A high-level Chinese military organization has for the first time formally acknowledged that the country’s military and its intelligence community have specialized units for waging war on computer networks.
China’s hacking exploits, particularly those aimed at stealing trade secrets from U.S. companies, have been well known for years, and a source of constant tension between Washington and Beijing. But Chinese officials have routinely dismissed allegations that they spy on American corporations or have the ability to damage critical infrastructure, such as electrical power grids and gas pipelines, via cyber attacks.
McReynolds told The Daily Beast the acknowledgement of China’s cyber operations is contained in the latest edition of an influential publication, The Science of Military Strategy, which is put out by the top research institute of the People’s Liberation Army and is closely read by Western analysts and the U.S. intelligence community. The document is produced “once in a generation,” McReynolds said, and is widely seen as one of the best windows into Chinese strategy. The Pentagon cited the previous edition (PDF), published in 1999, for its authoritative description of China’s “comprehensive view of warfare,” which includes operations in cyberspace.
“This study is a big deal when it’s released,” McReynolds said, and the current edition marks “the first time they’ve come out and said, ‘Yes, we do in fact have network attack forces, and we have teams on both the military and civilian-government sides,’” including inside China’s equivalents of the CIA and the FBI.
“It means that the Chinese have discarded their fig leaf of quasi-plausible deniability,” McReynolds said. “As recently as 2013, official PLA [People’s Liberation Army] publications have issued blanket denials such as, ‘The Chinese military has never supported any hacker attack or hacking activities.’ They can’t make that claim anymore.”
China has divided its cyber warfare forces into three types, said McReynolds, whose analysis is included in his forthcoming book, China’s Evolving Military Strategy, which will be published in October.
First, there are what the Chinese call “specialized military network warfare forces” consisting of operational military units “employed for carrying out network attack and defense,” McReynolds said.
Second, China has teams of specialists in civilian organizations that “have been authorized by the military to carry out network warfare operations.” Those civilian organizations include the Ministry of State Security, or MSS, which is essentially China’s version of CIA, and the Ministry of Public Security (its FBI).
Finally, there are “external entities” outside the government “that can be organized and mobilized for network warfare operations,” McReynolds said.

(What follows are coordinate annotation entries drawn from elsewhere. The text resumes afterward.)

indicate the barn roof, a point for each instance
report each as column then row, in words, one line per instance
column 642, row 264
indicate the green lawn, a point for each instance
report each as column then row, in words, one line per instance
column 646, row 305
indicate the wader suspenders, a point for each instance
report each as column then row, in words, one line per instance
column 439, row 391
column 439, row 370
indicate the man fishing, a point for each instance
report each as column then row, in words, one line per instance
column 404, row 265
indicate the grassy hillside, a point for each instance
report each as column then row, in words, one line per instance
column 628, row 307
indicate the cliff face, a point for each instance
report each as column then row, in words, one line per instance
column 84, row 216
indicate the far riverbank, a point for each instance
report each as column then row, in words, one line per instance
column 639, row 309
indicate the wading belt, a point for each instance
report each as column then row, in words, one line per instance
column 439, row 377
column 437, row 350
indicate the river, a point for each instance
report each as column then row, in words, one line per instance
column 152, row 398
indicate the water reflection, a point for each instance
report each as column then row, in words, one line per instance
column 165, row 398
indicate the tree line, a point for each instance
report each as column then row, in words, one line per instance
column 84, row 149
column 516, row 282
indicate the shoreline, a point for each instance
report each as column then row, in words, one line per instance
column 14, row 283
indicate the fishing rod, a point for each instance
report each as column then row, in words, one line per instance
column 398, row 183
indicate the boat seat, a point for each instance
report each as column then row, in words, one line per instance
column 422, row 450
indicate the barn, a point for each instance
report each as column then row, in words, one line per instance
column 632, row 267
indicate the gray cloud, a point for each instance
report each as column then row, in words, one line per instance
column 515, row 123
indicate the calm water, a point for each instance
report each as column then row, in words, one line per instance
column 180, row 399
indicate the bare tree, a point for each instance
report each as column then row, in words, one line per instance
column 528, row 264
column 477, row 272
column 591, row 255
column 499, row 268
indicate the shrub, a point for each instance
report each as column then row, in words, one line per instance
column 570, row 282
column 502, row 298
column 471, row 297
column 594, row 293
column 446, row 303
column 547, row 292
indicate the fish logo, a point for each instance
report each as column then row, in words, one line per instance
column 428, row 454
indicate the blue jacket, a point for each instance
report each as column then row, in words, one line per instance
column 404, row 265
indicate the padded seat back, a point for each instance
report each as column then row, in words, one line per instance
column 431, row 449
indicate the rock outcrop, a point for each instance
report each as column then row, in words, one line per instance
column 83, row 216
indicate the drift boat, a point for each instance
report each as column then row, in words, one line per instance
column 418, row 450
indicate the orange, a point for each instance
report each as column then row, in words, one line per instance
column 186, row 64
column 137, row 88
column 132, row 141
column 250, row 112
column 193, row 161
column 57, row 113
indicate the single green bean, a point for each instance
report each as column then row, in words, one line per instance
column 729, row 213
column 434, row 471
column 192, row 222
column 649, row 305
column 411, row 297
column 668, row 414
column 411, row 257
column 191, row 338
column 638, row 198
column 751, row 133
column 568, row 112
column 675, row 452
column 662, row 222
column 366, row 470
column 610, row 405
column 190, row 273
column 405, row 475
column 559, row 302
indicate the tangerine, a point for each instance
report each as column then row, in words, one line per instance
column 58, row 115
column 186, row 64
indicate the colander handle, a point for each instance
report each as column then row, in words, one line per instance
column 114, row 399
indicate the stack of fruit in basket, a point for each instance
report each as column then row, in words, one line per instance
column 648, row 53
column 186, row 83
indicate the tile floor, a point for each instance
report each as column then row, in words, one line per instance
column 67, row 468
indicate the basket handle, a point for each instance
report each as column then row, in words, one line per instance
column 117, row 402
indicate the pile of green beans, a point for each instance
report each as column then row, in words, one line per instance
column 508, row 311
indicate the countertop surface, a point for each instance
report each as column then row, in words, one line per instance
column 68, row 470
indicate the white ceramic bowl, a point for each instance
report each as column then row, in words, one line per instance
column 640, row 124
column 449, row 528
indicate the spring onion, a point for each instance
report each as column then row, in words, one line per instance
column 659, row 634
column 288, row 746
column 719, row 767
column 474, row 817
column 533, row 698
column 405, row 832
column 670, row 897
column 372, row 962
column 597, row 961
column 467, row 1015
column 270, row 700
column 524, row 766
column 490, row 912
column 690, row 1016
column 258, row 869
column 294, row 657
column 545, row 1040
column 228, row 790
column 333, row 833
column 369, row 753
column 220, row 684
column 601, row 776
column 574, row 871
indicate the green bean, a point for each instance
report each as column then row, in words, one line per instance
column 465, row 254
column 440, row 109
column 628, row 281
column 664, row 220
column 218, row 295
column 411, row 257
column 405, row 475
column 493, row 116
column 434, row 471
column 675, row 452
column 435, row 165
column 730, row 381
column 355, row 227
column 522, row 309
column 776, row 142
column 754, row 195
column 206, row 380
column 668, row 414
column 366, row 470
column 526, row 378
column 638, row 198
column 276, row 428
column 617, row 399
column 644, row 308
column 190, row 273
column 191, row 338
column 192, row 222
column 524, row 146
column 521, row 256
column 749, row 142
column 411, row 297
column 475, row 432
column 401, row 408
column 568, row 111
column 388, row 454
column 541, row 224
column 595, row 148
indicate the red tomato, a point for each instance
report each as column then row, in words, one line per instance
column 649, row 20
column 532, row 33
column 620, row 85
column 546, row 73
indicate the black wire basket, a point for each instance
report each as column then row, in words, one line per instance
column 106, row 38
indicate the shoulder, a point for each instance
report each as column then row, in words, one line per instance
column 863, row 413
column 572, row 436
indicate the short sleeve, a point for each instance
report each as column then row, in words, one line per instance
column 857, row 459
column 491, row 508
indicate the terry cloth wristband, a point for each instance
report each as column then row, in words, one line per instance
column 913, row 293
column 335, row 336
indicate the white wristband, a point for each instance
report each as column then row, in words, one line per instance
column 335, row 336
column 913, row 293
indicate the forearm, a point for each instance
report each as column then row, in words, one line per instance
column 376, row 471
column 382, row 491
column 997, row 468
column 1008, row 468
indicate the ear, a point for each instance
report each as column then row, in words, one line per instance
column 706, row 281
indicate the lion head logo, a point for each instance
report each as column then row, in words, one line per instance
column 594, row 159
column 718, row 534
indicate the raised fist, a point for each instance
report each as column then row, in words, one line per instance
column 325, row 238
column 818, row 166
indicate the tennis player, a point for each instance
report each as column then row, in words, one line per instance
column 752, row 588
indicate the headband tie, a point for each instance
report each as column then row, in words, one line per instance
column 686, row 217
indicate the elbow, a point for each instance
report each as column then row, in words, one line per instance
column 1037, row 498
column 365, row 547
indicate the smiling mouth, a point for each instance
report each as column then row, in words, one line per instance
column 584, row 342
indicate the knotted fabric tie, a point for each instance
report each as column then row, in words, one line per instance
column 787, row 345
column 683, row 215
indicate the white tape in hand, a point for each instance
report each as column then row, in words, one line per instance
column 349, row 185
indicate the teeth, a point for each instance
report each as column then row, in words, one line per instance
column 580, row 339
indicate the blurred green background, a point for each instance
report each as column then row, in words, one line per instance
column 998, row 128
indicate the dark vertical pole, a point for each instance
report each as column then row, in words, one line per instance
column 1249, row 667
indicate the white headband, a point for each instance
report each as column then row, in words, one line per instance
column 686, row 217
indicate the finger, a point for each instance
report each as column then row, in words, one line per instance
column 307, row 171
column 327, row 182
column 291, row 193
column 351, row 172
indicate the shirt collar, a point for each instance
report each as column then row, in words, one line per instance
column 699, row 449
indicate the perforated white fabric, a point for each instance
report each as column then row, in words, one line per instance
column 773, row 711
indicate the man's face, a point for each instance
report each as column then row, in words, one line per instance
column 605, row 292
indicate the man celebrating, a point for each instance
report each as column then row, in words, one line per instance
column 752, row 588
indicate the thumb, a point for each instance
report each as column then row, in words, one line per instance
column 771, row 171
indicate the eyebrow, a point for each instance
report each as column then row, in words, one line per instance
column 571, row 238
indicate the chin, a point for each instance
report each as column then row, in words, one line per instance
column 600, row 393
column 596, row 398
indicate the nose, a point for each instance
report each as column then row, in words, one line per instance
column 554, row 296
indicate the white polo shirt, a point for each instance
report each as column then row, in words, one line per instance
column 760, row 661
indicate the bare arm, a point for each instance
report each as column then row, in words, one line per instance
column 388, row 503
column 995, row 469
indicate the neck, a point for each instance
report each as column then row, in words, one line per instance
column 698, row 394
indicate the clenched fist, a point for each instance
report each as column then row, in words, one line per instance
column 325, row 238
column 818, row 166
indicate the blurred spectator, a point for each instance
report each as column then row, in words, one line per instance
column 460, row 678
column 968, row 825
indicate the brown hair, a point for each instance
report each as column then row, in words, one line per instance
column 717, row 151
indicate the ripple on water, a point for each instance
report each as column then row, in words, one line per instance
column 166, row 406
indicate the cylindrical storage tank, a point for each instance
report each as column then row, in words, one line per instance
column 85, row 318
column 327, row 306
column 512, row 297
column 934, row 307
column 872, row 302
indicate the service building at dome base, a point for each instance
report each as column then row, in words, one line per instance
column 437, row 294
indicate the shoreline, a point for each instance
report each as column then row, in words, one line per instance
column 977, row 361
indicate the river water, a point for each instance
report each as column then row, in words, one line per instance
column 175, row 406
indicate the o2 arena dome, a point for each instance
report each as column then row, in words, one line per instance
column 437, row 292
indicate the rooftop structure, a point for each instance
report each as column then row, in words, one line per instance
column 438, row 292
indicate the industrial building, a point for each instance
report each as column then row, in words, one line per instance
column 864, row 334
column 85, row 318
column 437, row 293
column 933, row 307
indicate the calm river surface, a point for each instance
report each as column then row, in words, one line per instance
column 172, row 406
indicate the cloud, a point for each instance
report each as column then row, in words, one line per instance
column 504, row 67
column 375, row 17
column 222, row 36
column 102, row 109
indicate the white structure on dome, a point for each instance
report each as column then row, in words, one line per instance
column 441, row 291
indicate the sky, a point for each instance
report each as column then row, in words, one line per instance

As to which of those groups is responsible for targeting American companies to steal their secrets, the short answer, says McReynolds: “They all do it.” Espionage by the PLA has been extensively documented, McReynolds said. And a Chinese hacking unit dubbed Axiom that has been linked to intrusions against Fortune 500 companies, journalists, and pro-democracy groups is reportedly an MSS actor. He noted that there are also many ways that Chinese civilians have been seen assisting in industrial espionage, including through “hack-for-cash” operations.
China isn’t the only major U.S. adversary with advanced military cyber operations. Russia is a “near peer” to the United States, former National Security Agency Director and Cyber Command chief General Keith Alexander said in 2010. The country’s use of cyber offensive operations has been documented both in Georgia in 2008 and more recently with Russia’s invasion of Crimea in 2014. Those operations, conducted in tandem with traditional combat operations, have been aimed at disrupting adversaries’ communications systems, including public websites.
Experts generally agree that Russia, China, and the United States have the most advanced and sophisticated cyber warfare forces. But Iran has been quickly gaining new capabilities and demonstrated a willingness to use them, as with a massive attack on U.S. bank websites in 2012. North Korea has also ramped up its cyber operations, most notably with the hacking of Sony Pictures Entertainment last year, which prompted the Obama administration to impose new economic sanctions on the hermit kingdom.